Sous sa plume, écriture et traduction apparaissent comme des formes de résistance, notamment contre l’omniprésence de la communication – au sens médiatique du terme. Simeone constate l’érosion de la frontière entre l’écriture littéraire et les autres modes de communication : il appelle à « recentrer sur les mots et sur la langue un rapport du public à la littérature qui, de plus en plus fréquemment, ressemble à la lecture de scénarios potentiels pour films à venir » et analyse la dissolution de la distinction entre écriture littéraire et écriture journalistique, revendiquée par certains écrivains transalpins en particulier. Les contours de la littérature se brouillent, la traduction en vient presque à constituer, aux yeux de certains éditeurs du moins, la forme la plus valable de l’écriture – étiquetée comme « reconnue d’utilité publique ».

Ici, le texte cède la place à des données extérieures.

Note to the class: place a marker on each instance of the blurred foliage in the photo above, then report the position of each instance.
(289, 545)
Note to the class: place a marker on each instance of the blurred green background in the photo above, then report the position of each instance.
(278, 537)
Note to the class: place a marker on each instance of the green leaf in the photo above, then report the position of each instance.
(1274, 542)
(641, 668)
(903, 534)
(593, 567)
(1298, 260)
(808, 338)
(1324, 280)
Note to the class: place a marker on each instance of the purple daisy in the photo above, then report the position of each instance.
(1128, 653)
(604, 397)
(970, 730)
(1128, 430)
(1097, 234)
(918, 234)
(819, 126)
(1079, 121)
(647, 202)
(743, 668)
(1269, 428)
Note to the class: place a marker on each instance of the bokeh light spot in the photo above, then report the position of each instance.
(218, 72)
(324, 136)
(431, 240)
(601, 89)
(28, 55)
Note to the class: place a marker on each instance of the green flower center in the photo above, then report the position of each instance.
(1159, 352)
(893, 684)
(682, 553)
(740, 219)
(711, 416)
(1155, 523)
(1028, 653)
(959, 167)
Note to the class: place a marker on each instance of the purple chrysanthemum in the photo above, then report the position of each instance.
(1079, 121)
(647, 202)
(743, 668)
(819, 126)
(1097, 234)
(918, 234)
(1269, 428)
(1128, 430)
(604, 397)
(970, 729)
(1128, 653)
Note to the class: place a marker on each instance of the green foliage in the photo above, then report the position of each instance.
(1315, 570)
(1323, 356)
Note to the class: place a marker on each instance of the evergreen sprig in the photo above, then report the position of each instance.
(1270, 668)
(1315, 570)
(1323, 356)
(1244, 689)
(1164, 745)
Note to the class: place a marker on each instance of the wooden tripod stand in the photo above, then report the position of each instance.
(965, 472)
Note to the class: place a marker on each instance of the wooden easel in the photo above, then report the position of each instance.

La traduction est inséparable du temps, « dimension aujourd’hui menacée », non seulement parce qu’il faut, à rebours de l’immédiateté, du temps pour écrire (qu’il s’agisse d’une traduction ou d’autre chose), mais aussi parce qu’une traduction suppose pour ainsi dire une double conscience temporelle, chaque texte (l’original comme le traduit) étant le fruit d’une époque et d’une histoire. C’est si vrai qu’une traduction peut faire date, en appeler d’autres ; la fixation du texte original qu’elle opère n’est jamais qu’un point sur l’asymptote. Pour Bernard Simeone, il s’agit toujours quand on écrit de tendre vers l’indicible inconnaissable.

Sur la question du rapport au temps, le court article « Il y a une voix », publié dans la revue Verso en 1998, à la fois daté et atemporel, est une illustration intéressante, même si ce n’est pas une traduction. À quelques détails près, le texte pourrait s’écrire aujourd’hui : « armes non conventionnelles », « supposés intégristes », « le devoir de mémoire qui donne droit à l’oubli ». Vertige du zapping : « Il y a l’obscène répétition du pire, du “plus jamaisˮ, annoncé, qui s’est déjà produit. Cassandre toujours en retard d’un fax ou d’une page sur le Net. »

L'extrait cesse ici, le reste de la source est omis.